Equal property splits in divorces make men richer and women substantially poorer, a California study has found, buttressing nationwide efforts to include a husband's potential earnings in settlements.
The study of 3,000 divorces by a Stanford University researcher shows men improved their standard of living an average 42 percent in the first year after a divorce while the living standard for women and children dropped 73 percent when income was compared to need.
The finding has considerable economic significance at a time when more than 40 percent of U.S. marriages begun in the 1980s are expected to end in divorce and only 56 percent of American children by the 1990s are expected to grow up with both natural parents.
California appeals court judges are now considering the case of Sullivan vs. Sullivan, in which a divorced wife is seeking additional money from her ex-husband, a physician, to compensate for her help in putting him through medical school.

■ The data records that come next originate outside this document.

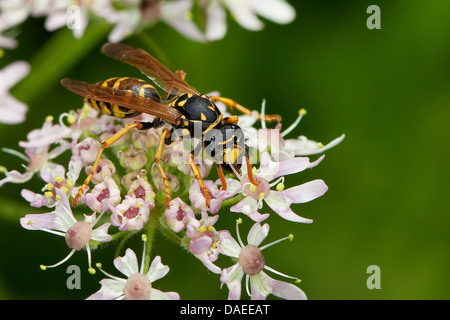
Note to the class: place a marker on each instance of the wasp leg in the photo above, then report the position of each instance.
(222, 177)
(233, 104)
(165, 134)
(198, 176)
(251, 177)
(106, 144)
(171, 91)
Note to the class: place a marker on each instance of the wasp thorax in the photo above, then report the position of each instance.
(137, 287)
(251, 260)
(257, 192)
(79, 235)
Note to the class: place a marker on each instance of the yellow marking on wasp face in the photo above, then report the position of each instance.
(181, 103)
(143, 87)
(94, 105)
(219, 119)
(104, 108)
(117, 112)
(118, 82)
(230, 155)
(105, 83)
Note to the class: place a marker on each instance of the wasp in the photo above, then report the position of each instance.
(184, 109)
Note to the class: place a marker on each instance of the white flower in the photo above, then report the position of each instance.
(12, 111)
(246, 13)
(280, 199)
(137, 285)
(38, 153)
(251, 262)
(61, 222)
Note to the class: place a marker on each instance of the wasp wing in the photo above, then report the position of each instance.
(123, 98)
(149, 65)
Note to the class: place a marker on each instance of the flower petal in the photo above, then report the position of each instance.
(110, 290)
(278, 11)
(127, 264)
(157, 270)
(156, 294)
(249, 207)
(283, 289)
(227, 245)
(101, 233)
(257, 234)
(232, 277)
(281, 205)
(306, 192)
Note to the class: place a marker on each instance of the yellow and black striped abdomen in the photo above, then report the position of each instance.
(137, 86)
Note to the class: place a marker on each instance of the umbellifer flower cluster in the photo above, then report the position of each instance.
(127, 195)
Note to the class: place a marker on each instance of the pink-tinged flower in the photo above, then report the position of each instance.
(142, 189)
(251, 263)
(273, 139)
(62, 222)
(105, 168)
(86, 151)
(132, 159)
(131, 214)
(279, 200)
(246, 13)
(104, 194)
(38, 154)
(12, 111)
(137, 285)
(178, 215)
(198, 199)
(55, 177)
(204, 240)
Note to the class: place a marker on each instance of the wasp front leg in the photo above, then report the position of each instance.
(164, 137)
(198, 176)
(106, 144)
(233, 104)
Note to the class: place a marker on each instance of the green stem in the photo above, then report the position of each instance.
(232, 201)
(56, 57)
(168, 233)
(151, 226)
(153, 46)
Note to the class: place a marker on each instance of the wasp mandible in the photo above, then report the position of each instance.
(183, 108)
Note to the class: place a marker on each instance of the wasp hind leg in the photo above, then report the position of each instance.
(106, 144)
(163, 140)
(198, 176)
(233, 104)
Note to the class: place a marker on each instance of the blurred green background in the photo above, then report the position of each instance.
(387, 90)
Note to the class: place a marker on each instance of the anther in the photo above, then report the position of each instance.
(280, 186)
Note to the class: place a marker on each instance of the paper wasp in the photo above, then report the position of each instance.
(184, 108)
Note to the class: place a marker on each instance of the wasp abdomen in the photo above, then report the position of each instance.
(134, 85)
(197, 109)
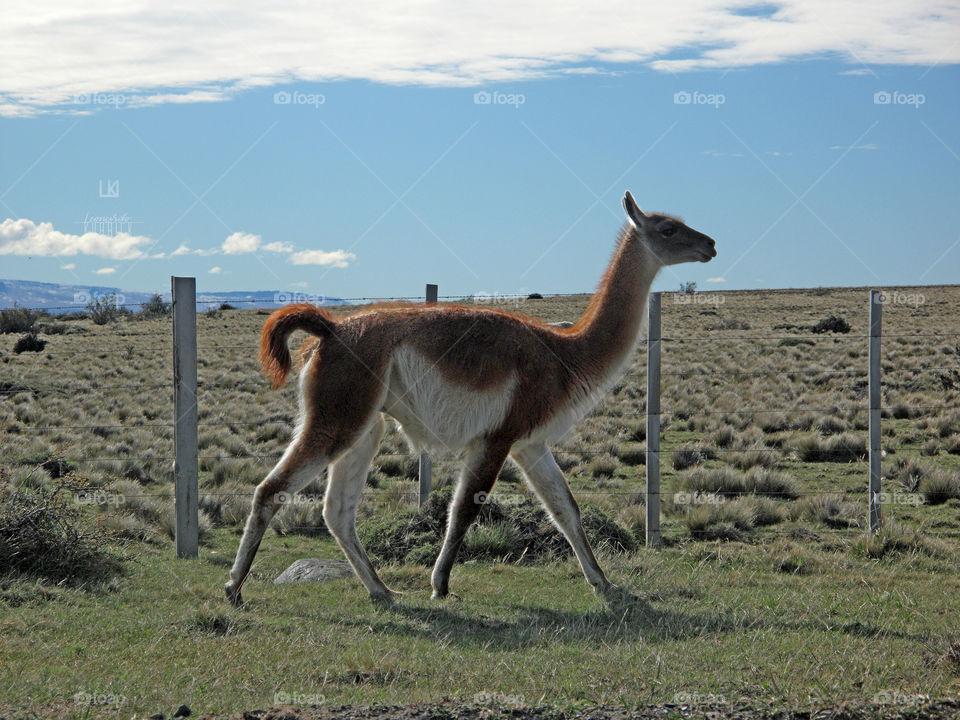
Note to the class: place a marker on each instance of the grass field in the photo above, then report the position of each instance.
(767, 590)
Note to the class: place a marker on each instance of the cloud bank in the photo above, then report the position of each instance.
(69, 55)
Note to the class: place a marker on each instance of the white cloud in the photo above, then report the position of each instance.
(185, 250)
(25, 237)
(427, 43)
(336, 258)
(240, 243)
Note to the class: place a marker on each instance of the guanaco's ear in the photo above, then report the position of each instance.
(633, 211)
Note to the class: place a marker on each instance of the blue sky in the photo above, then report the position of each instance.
(377, 183)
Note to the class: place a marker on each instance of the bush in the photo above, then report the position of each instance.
(686, 456)
(502, 532)
(43, 533)
(17, 319)
(939, 487)
(154, 307)
(29, 343)
(834, 512)
(834, 323)
(727, 482)
(104, 309)
(845, 447)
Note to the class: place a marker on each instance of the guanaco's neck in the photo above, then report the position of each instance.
(611, 325)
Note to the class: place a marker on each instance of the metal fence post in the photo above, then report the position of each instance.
(426, 463)
(653, 420)
(186, 470)
(876, 448)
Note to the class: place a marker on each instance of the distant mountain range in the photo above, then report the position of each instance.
(57, 298)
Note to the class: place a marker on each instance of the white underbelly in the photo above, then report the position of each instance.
(436, 414)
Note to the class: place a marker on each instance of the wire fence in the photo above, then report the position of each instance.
(212, 352)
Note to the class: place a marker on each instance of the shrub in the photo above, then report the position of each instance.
(414, 536)
(755, 457)
(29, 343)
(154, 307)
(104, 309)
(939, 487)
(730, 483)
(686, 456)
(17, 320)
(845, 447)
(603, 466)
(43, 533)
(834, 512)
(720, 521)
(834, 323)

According to University of California at Davis law professor Carol Bruch, courts in several other states are also being asked to include the value of a husband's education in divorce property settlements.
Lenore J. Weitzman, a senior research associate in the Stanford sociology department who prepared the California study, wrote in a UCLA Law Review article that younger divorced women should receive larger payments to finance training for their own careers.
"Although the husband has fewer dollars than before divorce," Weitzman said, "he is not constrained to share those dollars with his former wife and children. Thus the demands on his income have diminished. . . . Many divorced men have received salary increases over the year after their divorce , while their obligations for alimony and child support have remained fixed or diminished."
While the appeals court ponders the Sullivan case, the state government is considering changes in the law to soften the blow to women and children from divorce. Bruch, who also serves as a consultant to the California Law Revision Commission, said the resources of men and women after divorce "are so disparate they knock your socks off."
Bruch said the problem appears to be particularly acute in California because state law forces judges to split property 50-50. That usually forces a couple to sell their house in order to make an equal division. "It means that mothers are going to be stuck in rental housing with the kids, and it really has an effect on kids," Bruch said.
In many other states, judges have more discretion in dividing property, Bruch said, but courts outside California are also considering giving women more benefits if they have sacrificed their careers to establish their husbands in business or a profession.
In a 1980 New Jersey case, she said, a doctor's wife was awarded 20 percent of what the court determined to be the value of his medical education, to be paid in installments that increased as his earnings increased.
Weitzman's study includes a random survey of 500 divorce decrees from San Francisco and Los Angeles counties for each of three years--1968, 1972 and 1977. The project also includes interviews with 44 family law judges and 169 divorce attorneys in the two counties and with 114 recently divorced men and 114 recently divorced women in the Los Angeles area.
Weitzman said that even after 10 or 15 years of marriage, most of the couples had less than $20,000 in combined net assets, giving a wife without a career half of a small pie. In California, Weitzman said, only one in six women receive alimony. Child support payments, when paid at all, typically do not cover half the costs of child rearing.
"For many couples who have little physical property to divide at divorce, it is likely that the monetary value of career assets will considerably exceed the value of their physical property," Weitzman said.
"I would argue that we are on the brink of a critical expansion of the traditional definition of community property. California courts will soon recognize career assets as part of the community property to be divided on divorce."
Men may help themselves by paying for further education of their ex-wives, Weitzman argued.
An Ohio State study shows women who go to school rather than get jobs after divorce eventually earn higher income and thus do not need to call on their ex-husbands' resources as much.